Le potentiel est sonore
Fidèle à notre gymnastique# plastique vous pouvez :
Relever : (isoler, imiter, collectionner...) Vous estimez que cette rencontre est déjà musicale. Alors vous l’enregistrez. Mais vous connaissez toutes les ambiguïtés que cela comporte. En effet, dans quelle mesure l’appareil d’enregistrement va-t-il constituer un écart par rapport à la réalité acoustique et multi sensorielle donnée ? Un enregistrement qui ne serait que sonore retournerait la situation à votre désavantage, rendant votre relevé amnésique de sa source (sauf si vous rivalisez d’ingéniosité dans les étiquetages, peut-être). La caméra peut alors devenir un outil utile. Mais il faut vous préoccuper des hors-champs dans la construction de vos plans. Un plan qui ne comporte pas de hors-champ n’est pas le relevé d’un fragment d’une réalité plus grande2. Mais voilà qu’un autre problème surgit : le micro ne connaît pas le hors-champ ! Jamais rien ne dépasse du cadre de la prise de son. Le micro ne connaît que la profondeur de champ, qu’il a plus ou moins grande. Ah ! Lorsque la technologie rejoue la fatale séparation entre nos yeux et nos oreilles…
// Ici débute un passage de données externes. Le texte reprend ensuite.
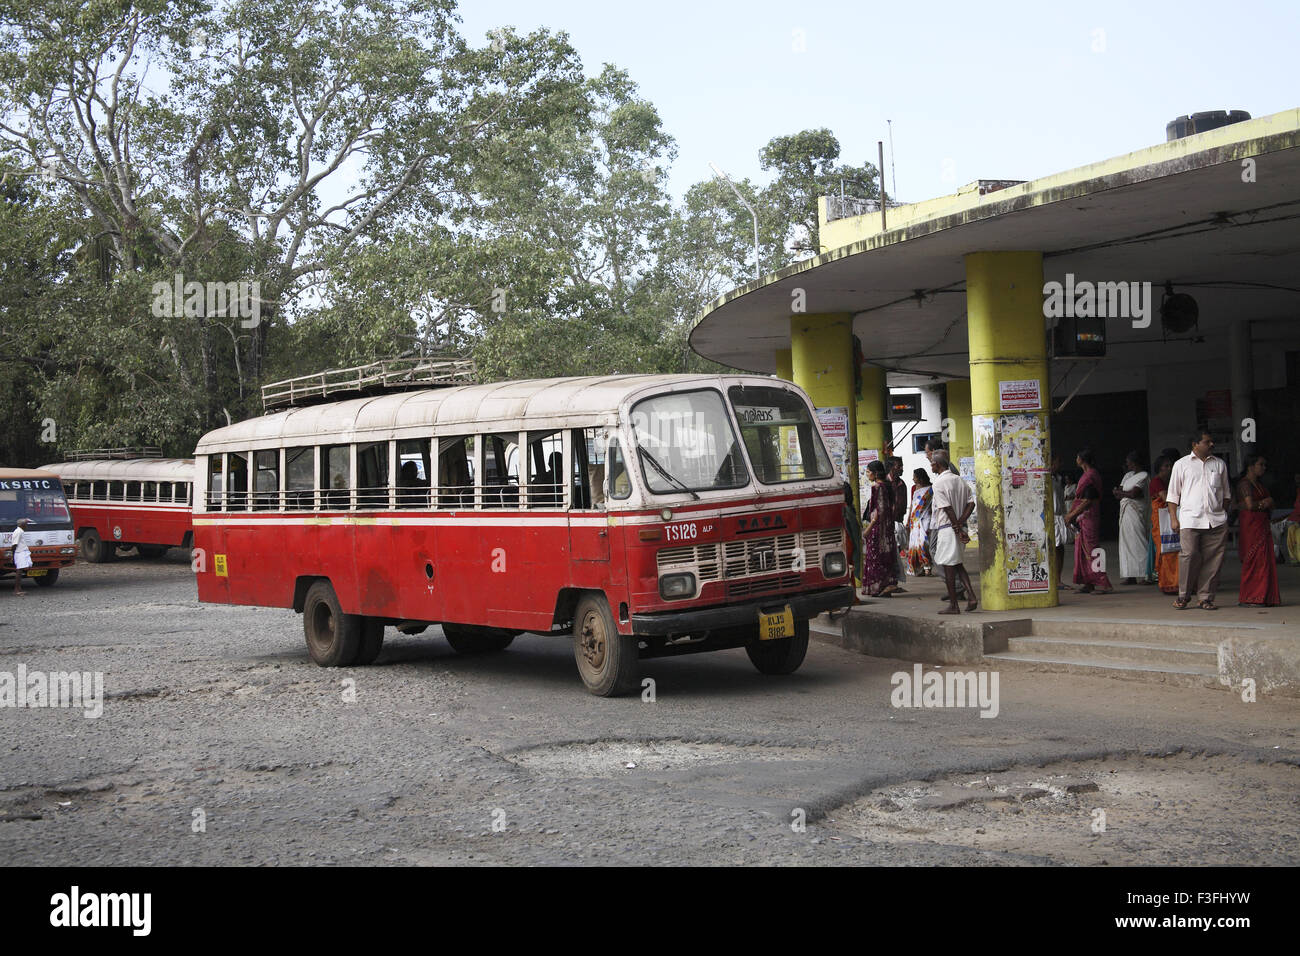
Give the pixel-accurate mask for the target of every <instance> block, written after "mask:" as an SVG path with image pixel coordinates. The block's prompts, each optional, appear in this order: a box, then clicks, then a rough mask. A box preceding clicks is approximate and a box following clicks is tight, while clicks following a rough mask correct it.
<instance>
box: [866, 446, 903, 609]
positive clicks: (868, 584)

Écrire la circonstance# ? La noter peut être ? ! Mais comment noter des sons aux multiples dimensions ? Comme vous pouvez le constater cette ligne de recherche reste ouverte.
Indexer : Il s’agit de souligner la circonstance# même. C’est un moyen de la relever en jouant avec un élément sonore saillant (l’exemple évoqué plus haut fonctionne comme l’indexation d’une situation sociale). Étirer, répéter, imiter sont les principales opérations de cette activité compositionnelle plastique#.
Investir : C’est lorsque l’intervention dérange la circonstance# donnée et influe sur son cours, un passage de moment à moment qui peut nécessiter plusieurs catégories de gestes. Étirer, répéter, imiter... par exemple. Mais elle n’exclut pas les évolutions qualitatives, ni les changements de point de vue.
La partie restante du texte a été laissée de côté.